Ineens vallen de bomen aan weerszijden van de Brand in Zeeland me op. Ze maken van deze toegangsweg tot het dorp een laan. Het was me niet eerder opgevallen en dat terwijl ik al praktisch mijn hele leven in Zeeland woon. Het is alsof je de schoonheid pas gaat waarderen als je er afscheid van neemt.
De zon valt in stroken van verschillende tinten wit tussen de bomen van de Korte Dijk door. Ik draai deze straat in op weg naar mijn huis. Ik heb mijn zoontje net voor de eerste keer naar zijn nieuwe school gebracht. Het is een beetje heiig en dat heeft een sprookjesachtige uitwerking op dit stukje van de Korte Dijk. Het sprookje in Zeeland is uit, want het is tijd voor een nieuw avontuur.
Ons eerste eigen huis staat aan de rand van een park en is voorzien van een trapveldje en een speeltuintje. De nieuwe school van mijn zoontje zit aan de rand van het park en grenst aan het trapveldje en de supermarkt zit aan de andere kant van hetzelfde park. Een leven op een postzegel van groen. Ik snap precies waarvoor wij gevallen zijn.

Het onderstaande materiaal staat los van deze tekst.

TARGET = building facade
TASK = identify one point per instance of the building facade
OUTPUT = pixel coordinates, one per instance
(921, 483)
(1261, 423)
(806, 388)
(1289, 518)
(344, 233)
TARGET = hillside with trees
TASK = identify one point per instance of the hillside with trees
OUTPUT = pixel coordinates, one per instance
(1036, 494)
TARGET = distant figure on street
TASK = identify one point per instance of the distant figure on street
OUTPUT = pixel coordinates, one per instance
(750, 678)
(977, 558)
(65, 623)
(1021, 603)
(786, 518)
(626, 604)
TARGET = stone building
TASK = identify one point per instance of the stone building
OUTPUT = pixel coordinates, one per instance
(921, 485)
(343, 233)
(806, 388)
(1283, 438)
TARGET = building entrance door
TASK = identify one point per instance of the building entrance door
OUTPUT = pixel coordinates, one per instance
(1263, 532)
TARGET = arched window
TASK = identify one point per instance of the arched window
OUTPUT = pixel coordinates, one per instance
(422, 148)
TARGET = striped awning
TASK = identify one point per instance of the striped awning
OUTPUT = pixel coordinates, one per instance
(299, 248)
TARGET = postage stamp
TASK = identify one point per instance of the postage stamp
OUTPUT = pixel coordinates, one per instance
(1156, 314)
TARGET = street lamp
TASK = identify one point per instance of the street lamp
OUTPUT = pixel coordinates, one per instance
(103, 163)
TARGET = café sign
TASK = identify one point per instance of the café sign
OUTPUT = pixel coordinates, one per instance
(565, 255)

Toch voelt het nog vreemd om door Uden te rijden en te bedenken: ‘Dit is straks mijn woonplaats.’
Ik kon altijd al genieten van de vijvers op het Melkpad, met als absoluut favoriete plekje de houtenbrug aan de rand met de Kleine Graspeel. Topwerk van een landschapsarchitect, want het plaatje moet wel door iemand bedacht zijn. Het bruggetje heeft namelijk geen functie, anders dan een esthetische; er loopt immers een handig geasfalteerd pad langs de vijver en om van het gecreëerde uitzicht te genieten staat er een er een bankje recht tegenover het bruggetje. En nu ik weet dat ik er straks niet meer zo makkelijk naar toe ga neem ik er nog veel liever op plaats.

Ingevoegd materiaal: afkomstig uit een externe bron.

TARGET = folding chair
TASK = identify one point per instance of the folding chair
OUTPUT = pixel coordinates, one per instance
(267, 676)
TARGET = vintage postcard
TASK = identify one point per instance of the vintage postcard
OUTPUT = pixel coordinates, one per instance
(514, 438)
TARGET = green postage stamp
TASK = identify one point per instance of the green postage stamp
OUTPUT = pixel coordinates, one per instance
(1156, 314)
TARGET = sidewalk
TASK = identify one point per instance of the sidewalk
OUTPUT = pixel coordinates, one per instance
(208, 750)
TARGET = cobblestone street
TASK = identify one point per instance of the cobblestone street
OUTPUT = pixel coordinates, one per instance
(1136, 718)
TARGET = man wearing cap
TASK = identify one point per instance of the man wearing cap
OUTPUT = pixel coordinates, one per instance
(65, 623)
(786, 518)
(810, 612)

Niet alleen de omgeving kleurt ineens veel warmer, ook de mensen. Het is alsof ik nu meer aanspraak heb. Ik merk dat ik erbij hoor in de Zeelandse gemeenschap in het algemeen en in mijn buurt in het bijzonder. Ik krijg fijne felicitaties, maar hoor ook dat mensen het jammer vinden dat we gaan. Het zal aan mij liggen, maar ik was me er niet zo van bewust dat ik word gewaardeerd. Dit kan natuurlijk ook komen door de vanzelfsprekendheid van mijn aanwezigheid, waar nu een einde aan komt.

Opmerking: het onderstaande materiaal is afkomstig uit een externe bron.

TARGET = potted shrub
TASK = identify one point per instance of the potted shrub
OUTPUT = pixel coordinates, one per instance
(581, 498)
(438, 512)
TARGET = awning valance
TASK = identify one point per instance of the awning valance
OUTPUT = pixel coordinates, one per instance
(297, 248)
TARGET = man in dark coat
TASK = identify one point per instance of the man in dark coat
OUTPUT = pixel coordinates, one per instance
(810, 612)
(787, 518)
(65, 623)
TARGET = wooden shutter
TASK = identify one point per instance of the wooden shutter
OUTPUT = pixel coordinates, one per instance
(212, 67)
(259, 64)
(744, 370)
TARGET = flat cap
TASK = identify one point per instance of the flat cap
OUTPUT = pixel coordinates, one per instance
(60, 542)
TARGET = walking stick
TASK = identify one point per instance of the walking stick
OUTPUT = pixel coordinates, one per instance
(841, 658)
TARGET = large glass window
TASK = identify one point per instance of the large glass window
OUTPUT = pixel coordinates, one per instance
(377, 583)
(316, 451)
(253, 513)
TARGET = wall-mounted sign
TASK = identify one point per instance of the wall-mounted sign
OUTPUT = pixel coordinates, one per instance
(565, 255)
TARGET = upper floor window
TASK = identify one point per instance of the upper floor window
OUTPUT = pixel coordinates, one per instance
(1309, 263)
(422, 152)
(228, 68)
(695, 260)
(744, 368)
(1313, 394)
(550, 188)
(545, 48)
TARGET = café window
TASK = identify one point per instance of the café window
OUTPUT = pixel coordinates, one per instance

Buiten het feit dat we in een huis woonden met elk jaar een hogere huur en de enorm lage rente op ons opgebouwde vermogen is het de wens een nieuwe start te maken, die ons naar Uden hebben getrokken. Dan zijn er nog allerlei argumenten waarom we niet nog langer met kopen wilden wachten (daar kom ik vast nog wel eens op terug). Nu overheerst het rare gevoel dat ik een toerist lijk in mijn eigen dorp. Het is vergelijkbaar met de beleving als je terugkeert van vakantie, alleen gaat het bij mij nu vooraf aan een definitief vertrek.